La biodiversité, cela veut dire quoi pour vous ?

Un équilibre local. Une grande variété de plantes, d’insectes, d’animaux appropriés à un certain milieu. C’est un cadre dans lequel les plantes indigènes trouvent leur place et accueillent papillons, insectes et autres animaux qui leurs sont liés.

Comment intégrez-vous sa préservation dans votre vie de tous les jours ?

J’essaie de limiter les déplacements voiture et de favoriser au maximum les transports publics. Je me rends à Berne en train depuis Saignelégier, par exemple.
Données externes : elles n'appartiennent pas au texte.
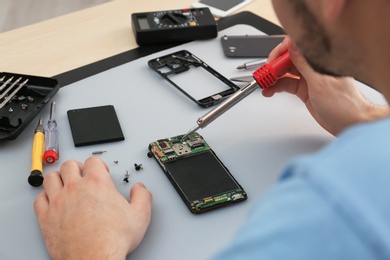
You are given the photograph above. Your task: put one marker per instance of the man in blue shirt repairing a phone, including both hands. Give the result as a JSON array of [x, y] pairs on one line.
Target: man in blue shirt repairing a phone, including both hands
[[330, 205]]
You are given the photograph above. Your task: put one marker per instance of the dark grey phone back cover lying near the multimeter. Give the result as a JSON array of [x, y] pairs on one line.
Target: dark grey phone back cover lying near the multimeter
[[250, 45]]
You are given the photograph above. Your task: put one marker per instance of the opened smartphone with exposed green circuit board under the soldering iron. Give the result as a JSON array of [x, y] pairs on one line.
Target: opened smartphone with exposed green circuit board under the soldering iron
[[196, 172]]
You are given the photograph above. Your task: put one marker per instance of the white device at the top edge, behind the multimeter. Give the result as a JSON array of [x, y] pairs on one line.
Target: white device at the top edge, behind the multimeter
[[221, 8]]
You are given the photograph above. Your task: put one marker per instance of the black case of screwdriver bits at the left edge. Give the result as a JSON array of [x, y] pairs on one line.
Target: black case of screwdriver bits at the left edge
[[21, 99]]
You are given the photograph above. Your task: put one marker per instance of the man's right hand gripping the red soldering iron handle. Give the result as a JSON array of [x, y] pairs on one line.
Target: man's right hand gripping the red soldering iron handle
[[335, 103]]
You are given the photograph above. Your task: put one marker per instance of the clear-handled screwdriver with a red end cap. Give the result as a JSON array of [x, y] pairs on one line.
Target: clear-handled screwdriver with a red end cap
[[51, 154]]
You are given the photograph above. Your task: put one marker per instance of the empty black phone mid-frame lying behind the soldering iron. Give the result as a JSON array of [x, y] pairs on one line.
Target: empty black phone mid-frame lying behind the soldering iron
[[194, 78]]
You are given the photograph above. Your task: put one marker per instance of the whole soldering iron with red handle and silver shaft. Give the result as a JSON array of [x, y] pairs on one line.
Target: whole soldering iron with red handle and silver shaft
[[265, 77]]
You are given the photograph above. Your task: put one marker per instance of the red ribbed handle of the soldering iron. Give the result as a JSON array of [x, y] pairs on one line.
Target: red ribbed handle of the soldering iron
[[269, 73]]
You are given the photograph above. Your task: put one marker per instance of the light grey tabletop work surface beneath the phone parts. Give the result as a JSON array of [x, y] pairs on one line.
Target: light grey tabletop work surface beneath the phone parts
[[255, 140]]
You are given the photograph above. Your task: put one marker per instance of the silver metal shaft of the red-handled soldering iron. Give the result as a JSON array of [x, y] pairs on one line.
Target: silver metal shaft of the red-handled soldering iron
[[225, 106]]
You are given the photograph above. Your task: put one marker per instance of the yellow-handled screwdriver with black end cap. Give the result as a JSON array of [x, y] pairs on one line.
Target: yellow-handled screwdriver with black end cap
[[36, 177]]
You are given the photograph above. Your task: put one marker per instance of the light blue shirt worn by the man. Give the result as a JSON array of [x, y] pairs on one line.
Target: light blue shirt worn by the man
[[334, 204]]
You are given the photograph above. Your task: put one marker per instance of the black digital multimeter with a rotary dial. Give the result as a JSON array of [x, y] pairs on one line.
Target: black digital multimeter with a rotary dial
[[174, 26]]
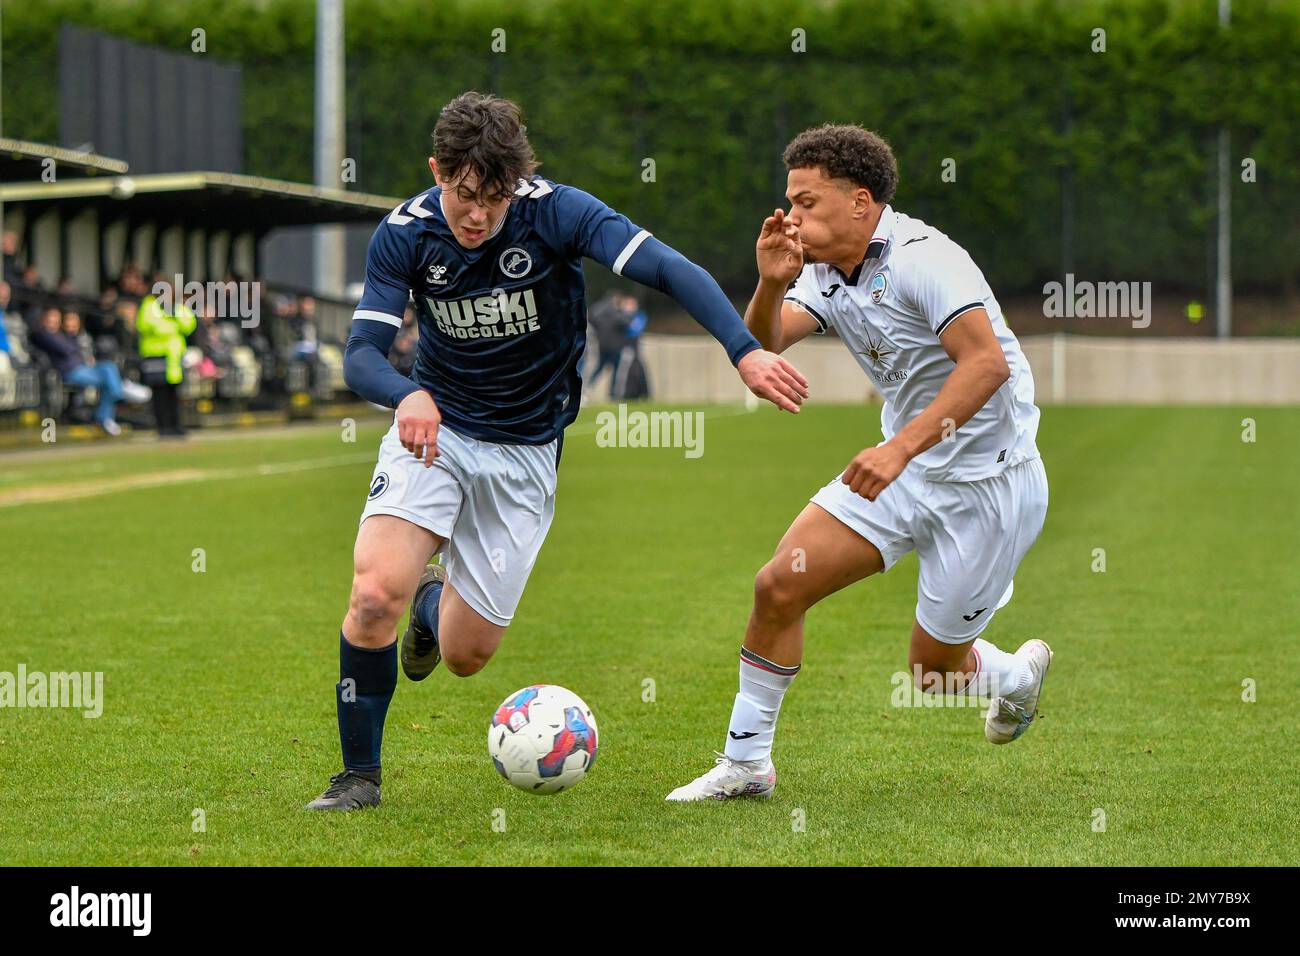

Je tente aussi de consommer en toute conscience, d’analyser le bilan écologique des produits que j’achète. Pour les voyages, j’essaie aussi de faire le plus possible en train, mais est-ce toujours plus écologique ? Rien que le fait de voyager n’est pas écologique. Bon, le week-end à Berlin avec la compagnie aérienne orange, j’essaie d’éviter. Mais on a tous nos contradictions : lorsque mon ami travaillait aux Etats-Unis, j’allais quand même le voir deux fois par année en avion…

Votre vision de la biodiversité d’ici à 2030 ?

Cela dépend beaucoup des endroits. J’imagine que chez nous, aux Franches-Montagnes, la situation va rester plus ou moins stable. J’espère que les régions à culture intensive verront leur situation s’améliorer par les différentes mesures adoptées depuis quelques années.  L’évolution climatique va jouer un rôle déterminant. Les niches de certaines espèces vont se déplacer, en laissant sans doute en apparaître d’autres. La question principale reste celle-ci : que fait-on ou va-t-on faire pour notre propre survie ? Notre impact, sur l’histoire et l’évolution de la nature, n’aura été que minime et finalement très limité dans le temps.